Im Museum sehen wir zahlreiche kunsthandwerkliche Ausgrabungsfunde, aber auch eine in einem Tongefäß konservierte Babyleiche oder die traditionelle Tracht der einheimischen Frauen mit Kopftüchern in drei verschiedenen Farben: gelb für die Ledigen, rot für die Verheirateten und grün für die Verwitweten.


Anschließend bietet uns der Guide an, uns auch noch zu einem Aussichtspunkt zu bringen. Wir verstehen zunächst etwas falsch und meinen, es handele sich um einen Kirchturm; in Wirklichkeit fahren wir mit einem Taxi hinauf zum Cerro Santa Apolonia, einem Hügel hoch über der Stadt mit einer kleinen, der Virgen de Fátima geweihten Kapelle. Hier genießen wir einen herrlichen Blick über die halbkreisförmig in einer 2.750 Meter hoch gelegenen Ebene liegende Stadt.

Als wir uns unten an der Plaza de Armas von unserem Stadtführer verabschieden, müssen wir aber dann doch schlucken: 50 Soles pro Person, das sind etwa 13 Euro, berechnet der Gute für die eineinhalb Stunden – weil es auf Englisch war, sei es teurer als auf Spanisch. Tja, wieder was gelernt: Das nächste Mal fragen wir garantiert vorher nach dem Preis!
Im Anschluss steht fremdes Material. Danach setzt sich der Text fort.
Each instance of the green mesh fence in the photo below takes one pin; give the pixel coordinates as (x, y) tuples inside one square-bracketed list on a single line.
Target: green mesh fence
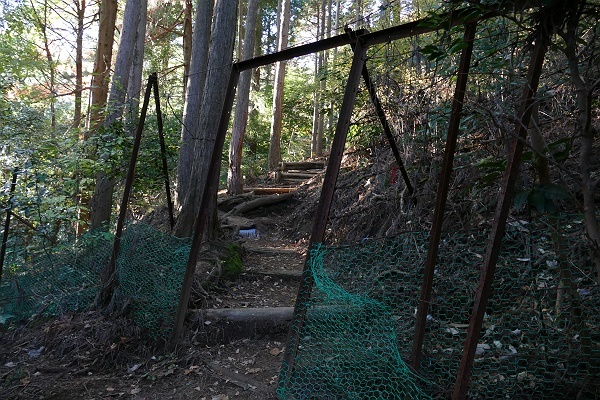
[(540, 337), (150, 270)]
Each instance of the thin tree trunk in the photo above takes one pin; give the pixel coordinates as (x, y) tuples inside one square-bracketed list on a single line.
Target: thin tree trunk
[(219, 68), (193, 96), (276, 120), (240, 119), (586, 134), (101, 203), (317, 96), (99, 91), (137, 66), (187, 43), (77, 115), (322, 83), (257, 51)]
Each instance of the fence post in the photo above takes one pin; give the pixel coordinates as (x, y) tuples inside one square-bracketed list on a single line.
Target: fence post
[(505, 199), (442, 193), (163, 152), (109, 282), (13, 184), (325, 200)]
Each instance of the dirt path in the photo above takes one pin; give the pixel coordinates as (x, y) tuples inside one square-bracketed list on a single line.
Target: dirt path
[(90, 357)]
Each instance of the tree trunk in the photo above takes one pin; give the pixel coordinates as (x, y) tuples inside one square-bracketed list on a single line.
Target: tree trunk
[(193, 96), (77, 114), (322, 84), (219, 68), (586, 134), (102, 63), (276, 120), (101, 203), (187, 43), (240, 119), (99, 91), (137, 67)]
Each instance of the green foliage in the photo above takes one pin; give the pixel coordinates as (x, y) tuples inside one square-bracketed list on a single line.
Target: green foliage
[(542, 198)]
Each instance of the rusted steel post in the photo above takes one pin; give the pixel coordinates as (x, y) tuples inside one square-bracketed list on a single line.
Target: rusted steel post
[(163, 152), (383, 120), (109, 281), (325, 200), (13, 184), (495, 239), (210, 188), (442, 194)]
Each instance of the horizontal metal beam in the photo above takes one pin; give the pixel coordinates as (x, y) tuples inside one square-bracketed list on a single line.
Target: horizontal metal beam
[(293, 52), (426, 25)]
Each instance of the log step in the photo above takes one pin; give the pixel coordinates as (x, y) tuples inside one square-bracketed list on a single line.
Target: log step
[(223, 325)]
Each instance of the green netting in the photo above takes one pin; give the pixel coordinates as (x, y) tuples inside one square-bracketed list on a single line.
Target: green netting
[(150, 272), (150, 269), (348, 344), (539, 338)]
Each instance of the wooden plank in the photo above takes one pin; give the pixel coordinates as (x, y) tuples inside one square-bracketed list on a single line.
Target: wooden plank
[(297, 175), (303, 165), (273, 190)]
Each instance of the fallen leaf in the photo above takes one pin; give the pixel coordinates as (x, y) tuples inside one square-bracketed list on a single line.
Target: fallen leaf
[(275, 351), (134, 368), (193, 368), (35, 353)]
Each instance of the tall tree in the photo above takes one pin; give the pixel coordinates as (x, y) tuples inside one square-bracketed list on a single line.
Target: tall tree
[(102, 63), (240, 119), (187, 42), (101, 203), (43, 25), (99, 90), (278, 92), (137, 63), (80, 7), (219, 68), (194, 95)]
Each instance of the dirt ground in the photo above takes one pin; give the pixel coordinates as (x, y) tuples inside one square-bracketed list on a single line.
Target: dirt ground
[(90, 356)]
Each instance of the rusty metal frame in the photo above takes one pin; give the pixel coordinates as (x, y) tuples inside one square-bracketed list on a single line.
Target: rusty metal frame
[(163, 151), (384, 123), (109, 282), (13, 185), (442, 193), (325, 200), (499, 224)]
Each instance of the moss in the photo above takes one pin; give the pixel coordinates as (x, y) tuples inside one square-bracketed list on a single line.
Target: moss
[(232, 263)]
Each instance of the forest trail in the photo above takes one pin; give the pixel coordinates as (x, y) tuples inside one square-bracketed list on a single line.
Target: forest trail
[(232, 349)]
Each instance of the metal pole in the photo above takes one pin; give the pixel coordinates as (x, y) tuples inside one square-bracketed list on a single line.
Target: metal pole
[(442, 193), (163, 152), (13, 184), (318, 231), (108, 280), (495, 239), (210, 188), (384, 123)]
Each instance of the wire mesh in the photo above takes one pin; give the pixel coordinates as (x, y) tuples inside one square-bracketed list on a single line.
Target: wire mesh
[(539, 338), (150, 269)]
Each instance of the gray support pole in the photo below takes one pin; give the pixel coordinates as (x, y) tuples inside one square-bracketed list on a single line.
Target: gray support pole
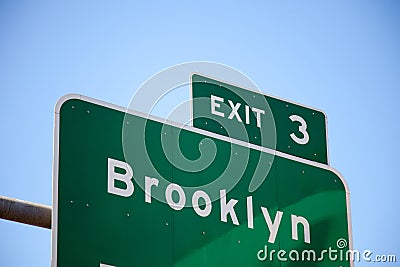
[(25, 212)]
Das ärgert uns zwar schon ein bisschen, aber unsere Reisekasse wird diese Ausgabe verkraften – zumal es ansonsten hier im Norden Perus wirklich günstig ist. Nachmittags drehen wir selbst noch einmal eine Runde durch die Stadt. Neben weiteren bemerkenswerten Kirchenbauten und zahlreichen schönen kolonialzeitlichen Häusern finden wir noch einiges Andere bemerkenswert. In einer Straße liegen zum Beispiel mindestens 15 bis 20 Optikerläden direkt nebeneinander. Woanders haben wir schon einen Käseladen nach dem anderen in unmittelbarer Nachbarschaft gesehen. Keine Ahnung, warum das so ist… irgendwie fühlen wir uns an die mittelalterlichen Zünfte in der Heimat erinnert, in der es auch eigene Gerbergassen, Bäckerstraßen und so weiter gab.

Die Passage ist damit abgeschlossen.